In our study, there was a minor but statistically significant loss of disc height and disc height index. Although this has not been reported previously, we think the previous published studies neither applied strict measuring criteria as used by us nor mentioned what method was used to assess the disc height. Another point worth mentioning here is that the loss in disc height was seen most significantly in the first 3 months after the surgery. In the subsequent X-rays taken at longer follow-up periods, the disc height loss stabilized and did not progress further. We postulate that this loss in disc height in the early postoperative period results from a relative lack of nutrition to the disc from the adjacent end plate that is partly handled during the surgery. Once the drilled hole is refilled with reparative new bone formation, this relative deficiency is eliminated and the disc height loss is halted.

There was no case of postoperative instability at the latest follow-up visit as measured by dynamic flexion and extension views. Though this observation was made from a short-term follow up, the stability is expected to remain the same in the long run as the loss in disc height stabilizes after 3 months and the previous literature also supports the evidence that minor loss in disc height and minor alterations in cervical sagittal curvature after anterior cervical discectomy without fusion do not affect the long-term outcomes in such patients [2]. A potential problem with this technique could be the risk of vertebral body collapse during the early postoperative period, as the drill hole creates a stress riser. However, we found this risk to be theoretical than actual as the drill hole occupied only 12% (1/8th) of the vertebral area and no such complication was seen in our study group. In addition, the drill hole was filled with new bone as seen at subsequent CT scan images (Fig. 2b).

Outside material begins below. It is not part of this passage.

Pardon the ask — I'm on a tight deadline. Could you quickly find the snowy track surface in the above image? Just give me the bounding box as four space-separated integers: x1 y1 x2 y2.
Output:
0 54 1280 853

Though the outcome observations in this series are based on a small number of patients, the excellent short-term results are encouraging. Lack of complications like Horner’s syndrome and recurrent laryngeal nerve palsy and avoiding the danger to the vertebral artery prove the benefits of the current technique. Strict selection criteria and direct access to the offending lesions are some of the factors contributing to good outcome in a large number of patients.

Conclusion

Modified transcorporeal anterior cervical microforaminotomy is a simple, effective, and minimally invasive technique for the treatment of cervical radiculopathy as it preserves most of the disc tissue. By placing the drill hole more medially, complications like Horner’s syndrome and risk to vertebral artery associated with earlier reports can be avoided. The initial results with this technique have been encouraging, but a long-term assessment is needed to judge the true potential and benefits of this technique.

Acknowledgments

We are thankful to Sung Hui Myung, Song-Woo Shin, and Chi Gon Oh for their help in preparing the manuscript.